In 1894, Summers returned to Chicago to set up a practice as a consulting engineer. Starting from his work experience in electrical engineering, he expanded his expertise into chemical, mechanical and hydraulic engineering. Summers was awarded twenty-seven U.S. patents between March 1901 and March 1926.

In 1911, Summers began to learn about military technology. This ranged from the chemical processes and raw materials used to produce high explosives to the mechanical engineering of guns. Summers took a special interest in Germany, where the synthetic chemical industry was more established than in America. So extensive was his knowledge that, in 1915 during a meeting with British artillery officers, Royal Marine general Leonard Thales Pease mistakenly assumed that he was a retired American artillery officer.

In 1914, Summers moved his engineering practice from Chicago to New York City. From 1915 to 1917, he was an advisor to J.P. Morgan & Co. on the munitions market. Among those he advised there was Edward R. Stettinius. In 1917, Summers became an advisor to Bernard Baruch and followed him onto the War Industries Board. He supervised both the explosives and the chemicals work of the Board until March F. Chase and Charles H. MacDowell arrived in Washington, D.C., to assume those two respective responsibilities. In 1918, Summers was sent to Europe to represent the Board in discussions with the Allied European munitions industry. In 1919, he served as technical advisor to the American Commission to Negotiate Peace in Paris.

After the war, Summers was made an officer of the Legion of Honour by France, a commander of the Order of the Crown by Belgium and an officer of the Order of the Crown of Italy. In 1923, he was awarded the Distinguished Service Medal by the War Department.

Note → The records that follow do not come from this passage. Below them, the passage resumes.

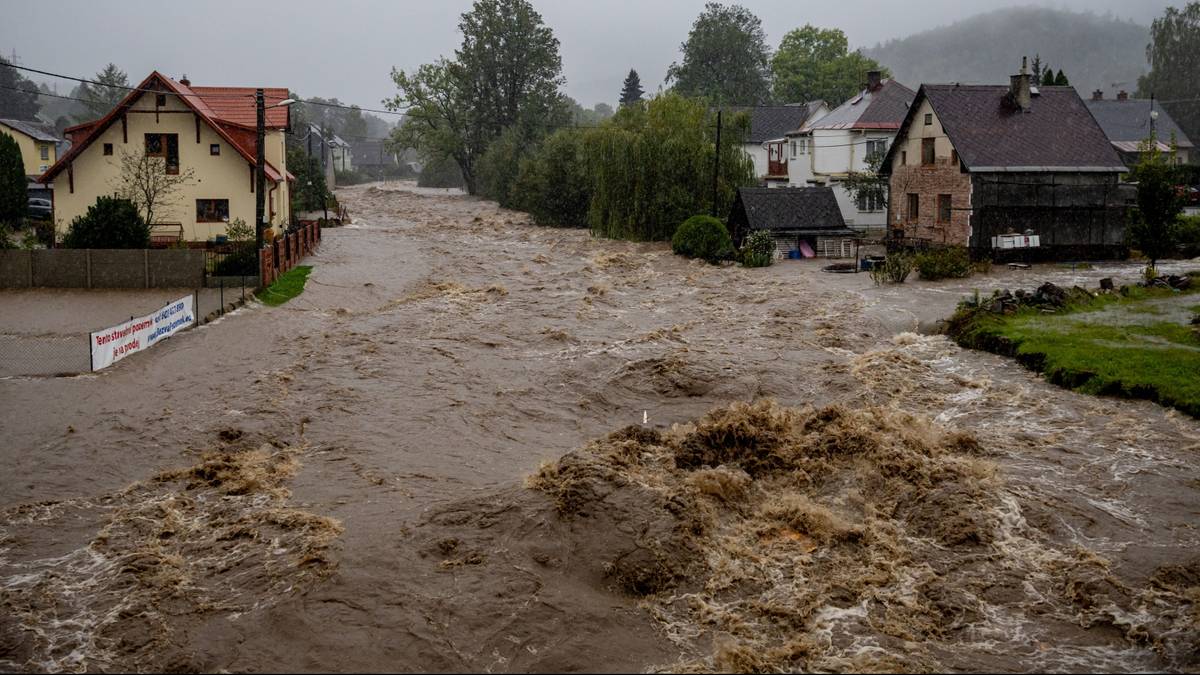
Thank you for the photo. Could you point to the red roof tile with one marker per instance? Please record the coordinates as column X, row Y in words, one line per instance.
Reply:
column 235, row 105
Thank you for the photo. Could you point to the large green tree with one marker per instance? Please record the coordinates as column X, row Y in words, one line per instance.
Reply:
column 816, row 64
column 1155, row 222
column 18, row 95
column 725, row 58
column 1174, row 55
column 631, row 89
column 13, row 198
column 505, row 73
column 112, row 85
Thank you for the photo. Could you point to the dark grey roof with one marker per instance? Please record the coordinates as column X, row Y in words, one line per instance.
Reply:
column 771, row 123
column 989, row 133
column 34, row 130
column 790, row 209
column 882, row 108
column 1129, row 120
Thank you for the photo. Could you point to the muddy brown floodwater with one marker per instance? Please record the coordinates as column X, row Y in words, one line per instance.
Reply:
column 419, row 465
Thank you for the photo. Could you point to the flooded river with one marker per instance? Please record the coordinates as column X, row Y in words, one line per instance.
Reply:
column 340, row 483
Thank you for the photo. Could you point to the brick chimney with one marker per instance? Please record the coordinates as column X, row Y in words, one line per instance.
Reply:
column 1019, row 87
column 874, row 81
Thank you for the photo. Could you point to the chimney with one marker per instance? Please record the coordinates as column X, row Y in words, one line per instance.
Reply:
column 874, row 81
column 1019, row 87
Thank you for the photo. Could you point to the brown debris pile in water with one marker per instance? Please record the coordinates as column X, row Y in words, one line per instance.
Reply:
column 216, row 537
column 819, row 539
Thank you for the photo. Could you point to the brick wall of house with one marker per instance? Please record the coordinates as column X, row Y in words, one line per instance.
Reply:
column 928, row 183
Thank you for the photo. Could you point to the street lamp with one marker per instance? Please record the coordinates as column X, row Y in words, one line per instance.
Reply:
column 261, row 163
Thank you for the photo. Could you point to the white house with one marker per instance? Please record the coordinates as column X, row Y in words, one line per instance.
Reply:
column 826, row 149
column 768, row 126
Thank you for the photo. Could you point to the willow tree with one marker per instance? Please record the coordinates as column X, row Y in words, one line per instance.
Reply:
column 651, row 167
column 507, row 73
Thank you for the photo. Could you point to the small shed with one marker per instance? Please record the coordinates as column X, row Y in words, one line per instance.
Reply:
column 805, row 220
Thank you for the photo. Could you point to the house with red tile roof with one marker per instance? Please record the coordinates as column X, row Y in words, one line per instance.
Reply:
column 204, row 132
column 972, row 163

Summers served as an expert witness for the plaintiffs in the 1924–1926 patent infringement suit of William P. Deppe and the Deppe Motors Corporation against the General Motors Corporation.

==Personal==
On April 4, 1899, Summers married Chicago journalist Eve Hadday Brodlique in London, Ontario. On December 3, 1900, their first child, Lesley, died in Chicago at the age of seven months. Their second child, Llewelyn Leland Brodlique Summers (September 25, 1903 – March 21, 1948), married Margaret Grace Shotwell, the daughter of Columbia University history professor James T. Shotwell. Lee and Eve Summers had one granddaughter.

On March 10, 1927, Summers died at his home "Summerslea" in Whitestone, Queens. Among those who attended his funeral service were Bernard Baruch, Hamlin Garland, Alexander Legge and Lorado Taft. His remains were interred in Woodstock, New York.